Personal injury cases can take months; even years to finally resolve. However, the stress doesn’t always end after finally receiving compensation.
There are many instances where the defendant is subject to income tax that applies to a personal injury settlement. One of the most frequently asked questions is whether or not the defendant has to pay taxes on settlements. The good news is that most money received is typically non-taxable.
Let’s look at some cases where you may have to pay taxes and how to protect your settlement from the IRS.
Do I Have to Report My Personal Injury Settlement to the IRS?
Suppose you’re awarded compensation based on physical injury or illness. In that case, you do not have to report the settlement as income to the IRS.
If you receive a taxable award with punitive damages, you must report it as income on your tax return. It’s also advised that you report lost wages gained and any interest in a settlement. In taxable circumstances, lawyer fees are considered part of your award. This means the IRS can tax you for the entire award amount.
It’s always best to consult with an attorney and an accountant when going through a personal injury case. An experienced attorney will help structure your settlement and tax agreements to reduce tax liability.
How are Personal Injury Settlements Taxed?
Generally, the IRS will not tax you on settlements won in a personal injury case. This is because the compensation you receive in a settlement is intended to reimburse for economic losses like injury and expenses.
The factors that determine if it’s tax-exempt or table are categorized as:
• Lost wages
• Punitive damages
Damages are the emotional and mental stress related to the injury or sickness. Punitive damages are intentionally made to penalize the party at fault. Punitive damages are rare and not meant for compensation for a loss. Still, defendants can be awarded on top of the compensatory damages.
It’s important to note that the IRS says this is “not a hard and fast rule.” Many of the rules will depend on the origin of the claim and your unique case. An experienced personal injury lawyer will help explain damages, how they were calculated, and what categories those damages fall into for compensation.
The IRS typically looks at the language in the settlement agreement when determining whether it will be tax-exempt or not.
When are Personal Injury Settlements Non-Taxable?
The portion of your settlement awarded for physical illness and injuries is considered non-taxable.
Here are a few examples of cases where settlements are non-taxable:
- Wrongful death cases
- Product liability
- Medical malpractice
- Vehicle accidents
- Animal attacks
- Premises liability
- Defective medications
- Worker’s Compensation
However, there are exceptions to this rule.

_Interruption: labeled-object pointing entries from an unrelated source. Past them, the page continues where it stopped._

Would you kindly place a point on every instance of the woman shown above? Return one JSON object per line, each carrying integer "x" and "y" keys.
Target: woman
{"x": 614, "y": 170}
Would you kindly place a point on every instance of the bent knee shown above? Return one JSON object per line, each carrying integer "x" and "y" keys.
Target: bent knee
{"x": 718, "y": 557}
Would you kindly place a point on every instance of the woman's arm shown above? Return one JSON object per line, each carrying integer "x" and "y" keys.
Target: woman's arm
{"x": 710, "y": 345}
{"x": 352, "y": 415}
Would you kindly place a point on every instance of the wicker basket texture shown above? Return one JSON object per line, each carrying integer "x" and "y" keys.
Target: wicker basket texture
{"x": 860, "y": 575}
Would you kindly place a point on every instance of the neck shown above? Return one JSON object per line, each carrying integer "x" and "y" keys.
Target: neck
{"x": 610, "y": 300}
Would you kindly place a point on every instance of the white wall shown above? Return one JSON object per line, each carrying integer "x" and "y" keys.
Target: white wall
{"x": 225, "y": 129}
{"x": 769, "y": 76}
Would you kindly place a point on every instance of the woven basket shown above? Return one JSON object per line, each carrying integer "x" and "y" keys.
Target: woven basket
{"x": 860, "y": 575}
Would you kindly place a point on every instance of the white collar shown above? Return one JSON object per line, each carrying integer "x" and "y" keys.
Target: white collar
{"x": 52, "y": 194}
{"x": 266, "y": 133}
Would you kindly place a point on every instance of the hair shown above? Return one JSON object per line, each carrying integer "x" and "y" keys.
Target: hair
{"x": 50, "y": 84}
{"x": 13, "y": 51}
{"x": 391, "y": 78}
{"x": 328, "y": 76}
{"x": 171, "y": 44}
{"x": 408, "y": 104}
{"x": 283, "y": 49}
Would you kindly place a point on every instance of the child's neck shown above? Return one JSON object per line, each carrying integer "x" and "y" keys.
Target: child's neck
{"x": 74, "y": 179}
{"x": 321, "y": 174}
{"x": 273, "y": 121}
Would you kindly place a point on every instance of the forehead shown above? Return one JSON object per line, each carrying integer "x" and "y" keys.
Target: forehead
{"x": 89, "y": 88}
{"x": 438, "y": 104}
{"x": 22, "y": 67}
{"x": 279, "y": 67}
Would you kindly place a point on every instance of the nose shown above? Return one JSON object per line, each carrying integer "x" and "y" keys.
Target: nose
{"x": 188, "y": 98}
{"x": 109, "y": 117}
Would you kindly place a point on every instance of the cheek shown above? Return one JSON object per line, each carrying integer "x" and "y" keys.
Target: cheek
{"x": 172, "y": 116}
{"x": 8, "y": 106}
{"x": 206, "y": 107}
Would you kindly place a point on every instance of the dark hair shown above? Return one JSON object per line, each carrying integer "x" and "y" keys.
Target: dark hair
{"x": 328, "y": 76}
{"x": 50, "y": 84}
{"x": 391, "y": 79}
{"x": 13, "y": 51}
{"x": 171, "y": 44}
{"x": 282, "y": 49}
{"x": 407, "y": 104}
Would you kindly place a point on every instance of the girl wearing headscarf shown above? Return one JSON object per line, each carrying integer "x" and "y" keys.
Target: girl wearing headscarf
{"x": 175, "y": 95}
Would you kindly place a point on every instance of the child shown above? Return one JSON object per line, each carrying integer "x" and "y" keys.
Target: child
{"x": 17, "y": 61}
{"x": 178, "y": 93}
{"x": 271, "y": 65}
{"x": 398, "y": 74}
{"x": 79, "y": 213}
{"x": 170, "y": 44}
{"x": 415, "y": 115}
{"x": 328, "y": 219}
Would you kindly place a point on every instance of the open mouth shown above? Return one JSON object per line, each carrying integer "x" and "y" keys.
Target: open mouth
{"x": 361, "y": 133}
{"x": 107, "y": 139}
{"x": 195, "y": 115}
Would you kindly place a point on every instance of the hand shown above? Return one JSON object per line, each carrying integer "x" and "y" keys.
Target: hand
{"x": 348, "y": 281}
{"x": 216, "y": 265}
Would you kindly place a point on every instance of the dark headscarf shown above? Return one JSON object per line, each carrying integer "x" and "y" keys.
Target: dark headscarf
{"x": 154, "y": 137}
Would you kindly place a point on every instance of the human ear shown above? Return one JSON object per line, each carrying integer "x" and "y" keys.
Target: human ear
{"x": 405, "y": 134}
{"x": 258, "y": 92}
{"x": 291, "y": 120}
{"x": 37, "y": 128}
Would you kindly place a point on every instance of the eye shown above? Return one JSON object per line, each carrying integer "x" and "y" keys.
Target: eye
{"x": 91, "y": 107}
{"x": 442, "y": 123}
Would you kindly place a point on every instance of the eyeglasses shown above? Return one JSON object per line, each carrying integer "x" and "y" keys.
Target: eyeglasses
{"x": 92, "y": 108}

For example, even if you have suffered physical illness or injury, you can be taxed on damages related to a breach of contract.
How Much Does the IRS Tax Personal Injury Settlements?
Depending on your unique case and the compensation received, a portion of the settlement may be taxed like income.
How much the IRS takes in personal injury settlements depends on several factors like the origin of the claim and your tax bracket – which can change after a settlement.
Settlements are not subject to a special tax rate, so they will likely be taxed on ordinary income. Remember that the IRS takes the entire amount that was initially awarded into consideration. For example, if you were awarded 200,000 and your legal fees added up to 50,000 – the IRS would tax you based on 200,000.
How to Protect Your Settlement from Garnishment?
Suppose you’re receiving compensation from a personal injury case. In that case, you need to take specific steps to protect the award you’re given. Protecting this settlement means a creditor cannot file a lien against it, even if you declare bankruptcy.
To help protect your awarded settlement, it’s vital that you separate that money from all other wages earned. This means depositing your money into a separate segregated account and never depositing any other money into that account. If you mix your money, it removes the exemption for this compensation.
The IRS can constantly challenge the non-taxability of your settlement. However, by allocating your settlement, you have the best chance of maintaining exclusion.